- Я? Меня родила мама, ты знаешь...
- Но рождению твоему предшествовал акт близости родителей?
- Акт? Что это - сцена из видеоспектакля? - и русалка наиграно, как драматическая актриса, глубоко вздохнула и повела плечами: одеяло съехало с плеч, обнажив грудь... Я осторожно поцеловал Мару, сначала в губы, потом в шею... осторожно касаясь языком розового соска, в упругую грудь...
- Оо-оо... - восторженно выдохнула русалка, - как сладко! Что-то оживает внутри, бьется, как второе сердце, греет... Еще, еще, еще милый, котик!
- Не-ет, - я выскальзнул из объятий Мары, как из заколдованного лабиринта, - хватит она... мазахировать... Помнишь, ты как-то говорила, что умеешь колдовать?
- Немного... в воде... - прошептала Мара, осторожно придвигаясь, призывно выгибаясь, ожидая меня...
- Стоп! - обрубил я, вскочил с постели, открыл форточку: требуется охлаждение. Вот. прочти для начала, - я выхватывал с полок мощные разбухшие книги, листал, раскрывая на нужных страницах. В старинных изданиях написано короче и понятнее... 'Биология' Вилли и Детье, 'Анатомия' Свиридова, - перечислял я, - страницы: от сих до сих. 'Женскую сексопатологию' Свядоща - от корки до корки, на сладкое - пятитомник Кона... - я раскладывал книги на кровати, в общую кучу попали Куприн, Бальзак, Бокаччо, Мопассан. Вспомнил, открыл тумбочку, вытащил из нее пачку самиздата: 'Баня', 'Японская комната' - тут и классика, и современная похабень. Читать в обязательном порядке! Прямо сейчас.
- Да, прямо немедленно! И подумай - что можно сделать.
- Ты хочешь, чтобы я стала проституткой и смогла заработать на морскую капусту? - Чистые девственные глаза русалки наполнились слезами.
- Замолчи! - выкрикнул я, едва сдержавшись, чтобы не шлепнуть Мару по предхвостию, - какие к черту пирожки! Если хочешь знать, наши девочки заколачивают такую капусту, что морскую покупают железнодорожными пневмосоставами.

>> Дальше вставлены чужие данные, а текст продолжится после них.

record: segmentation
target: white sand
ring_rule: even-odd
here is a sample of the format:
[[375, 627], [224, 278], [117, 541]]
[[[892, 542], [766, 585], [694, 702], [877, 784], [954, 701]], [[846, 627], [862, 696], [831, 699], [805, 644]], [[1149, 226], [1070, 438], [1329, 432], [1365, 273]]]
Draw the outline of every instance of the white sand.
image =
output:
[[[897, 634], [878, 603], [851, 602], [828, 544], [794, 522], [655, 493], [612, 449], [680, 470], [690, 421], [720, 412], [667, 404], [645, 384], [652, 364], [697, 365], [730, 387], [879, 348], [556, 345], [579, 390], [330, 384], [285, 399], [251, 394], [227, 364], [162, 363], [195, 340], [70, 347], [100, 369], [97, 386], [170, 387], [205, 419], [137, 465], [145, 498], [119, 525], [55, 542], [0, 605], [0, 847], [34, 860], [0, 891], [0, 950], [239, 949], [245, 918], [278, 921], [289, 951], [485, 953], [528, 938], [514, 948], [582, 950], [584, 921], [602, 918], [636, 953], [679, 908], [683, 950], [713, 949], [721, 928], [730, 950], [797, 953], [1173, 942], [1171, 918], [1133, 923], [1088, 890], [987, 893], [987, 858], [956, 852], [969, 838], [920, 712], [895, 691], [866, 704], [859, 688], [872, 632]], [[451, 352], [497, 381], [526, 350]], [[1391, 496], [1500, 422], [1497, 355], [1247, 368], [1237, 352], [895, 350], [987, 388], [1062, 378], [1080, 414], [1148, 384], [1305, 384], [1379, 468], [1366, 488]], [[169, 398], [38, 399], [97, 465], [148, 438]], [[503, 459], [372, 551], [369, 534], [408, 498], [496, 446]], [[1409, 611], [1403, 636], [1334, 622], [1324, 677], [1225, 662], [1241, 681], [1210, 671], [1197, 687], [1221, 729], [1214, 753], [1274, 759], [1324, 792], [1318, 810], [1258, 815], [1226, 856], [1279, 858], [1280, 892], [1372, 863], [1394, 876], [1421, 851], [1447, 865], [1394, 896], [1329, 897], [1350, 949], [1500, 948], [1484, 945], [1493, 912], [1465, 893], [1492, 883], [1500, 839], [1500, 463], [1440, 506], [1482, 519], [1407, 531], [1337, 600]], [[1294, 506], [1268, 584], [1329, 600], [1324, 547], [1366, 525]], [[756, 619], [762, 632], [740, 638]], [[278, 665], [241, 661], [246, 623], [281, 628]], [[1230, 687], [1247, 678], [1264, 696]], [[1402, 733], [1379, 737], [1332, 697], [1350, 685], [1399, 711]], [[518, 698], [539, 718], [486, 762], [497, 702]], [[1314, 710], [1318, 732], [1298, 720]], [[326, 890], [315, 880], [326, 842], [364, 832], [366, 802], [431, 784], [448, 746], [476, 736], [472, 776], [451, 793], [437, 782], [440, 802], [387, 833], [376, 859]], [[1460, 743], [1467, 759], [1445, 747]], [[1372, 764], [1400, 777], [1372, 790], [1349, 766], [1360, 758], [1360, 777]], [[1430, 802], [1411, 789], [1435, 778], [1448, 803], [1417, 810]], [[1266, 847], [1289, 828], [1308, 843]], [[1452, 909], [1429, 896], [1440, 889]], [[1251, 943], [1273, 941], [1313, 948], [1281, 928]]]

Русалка ничего не ответила, но плакать перестала. Несколько минут она переваривала информацию, потом тихо спросила:
- Неужели они так много зарабатывают?
- Еще бы! - кивнул я. 'Молчание - золото, - вспомнился вэ-гэ, - если человек болтун, это надолго'. 'Не понял? - переспросил я. - Поясни!' 'Поживешь - увидишь...' - хохотнул оппонент. Я решил не задавать ему наводящих вопросов - выйду на улицу, там и разберемся. На душе почему-то мерзило.

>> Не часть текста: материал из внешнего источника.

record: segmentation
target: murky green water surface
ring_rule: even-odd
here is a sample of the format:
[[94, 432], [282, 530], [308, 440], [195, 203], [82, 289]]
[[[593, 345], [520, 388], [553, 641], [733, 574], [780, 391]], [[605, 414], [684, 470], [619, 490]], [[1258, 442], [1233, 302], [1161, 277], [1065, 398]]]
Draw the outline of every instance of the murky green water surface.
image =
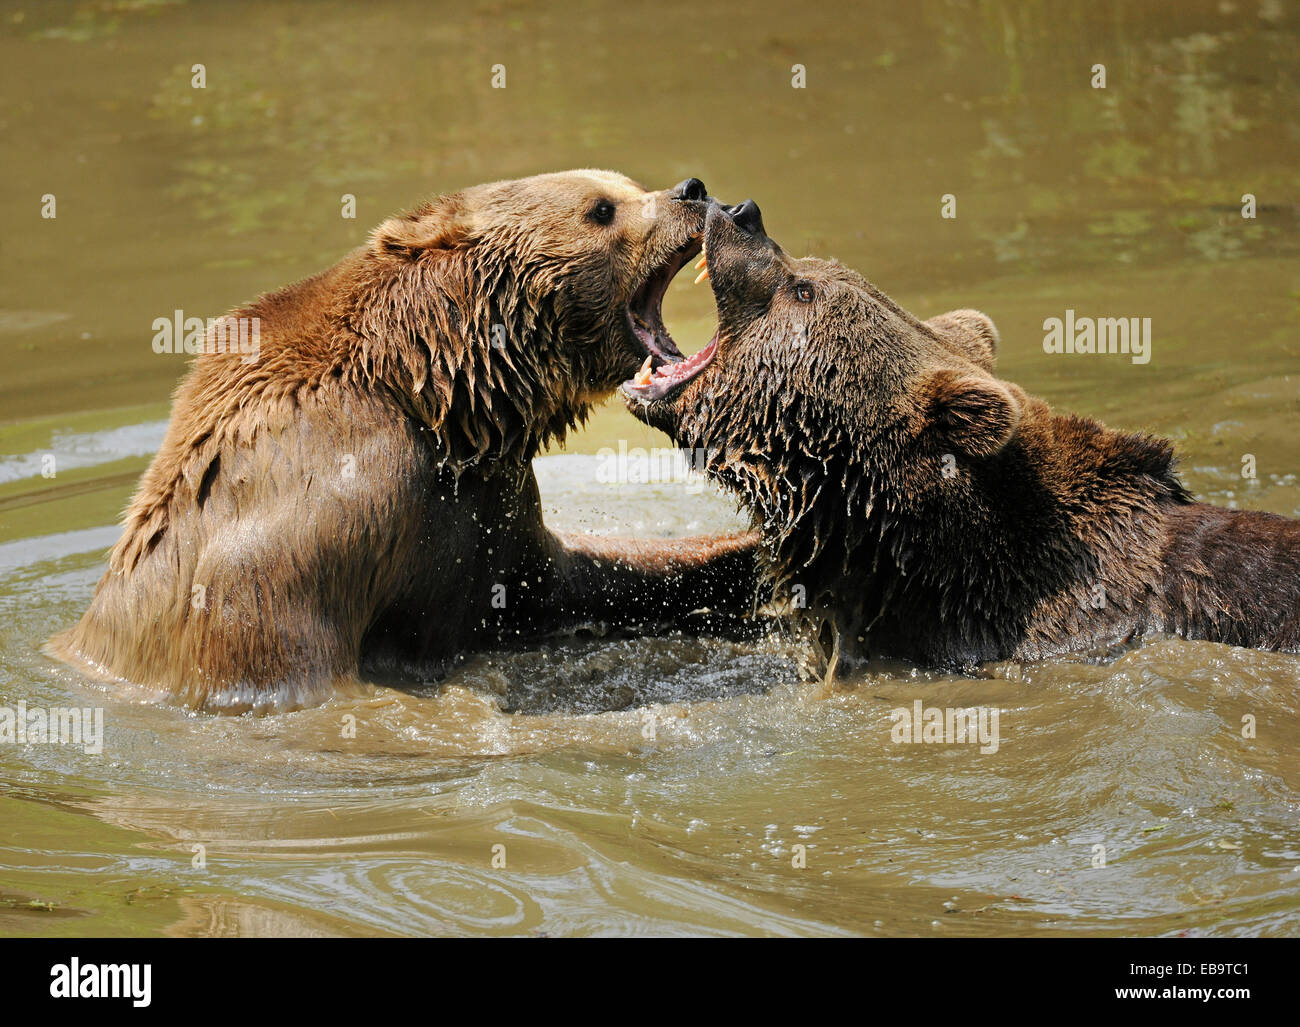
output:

- Ты куда, котик? - позвала притихшая Мара.
- В магазин за рыбой. Может, свежей перепадет. От чудес даже я не застрахован. А что?
- Спасибо, милый, ты такой заботливый... спасибо.
Я щелкнул замком входной двери.
- Костик, милый... - вздохнула русалка, впервые назвав меня но имени. - Купи мне рыбы, живой, как можно больше.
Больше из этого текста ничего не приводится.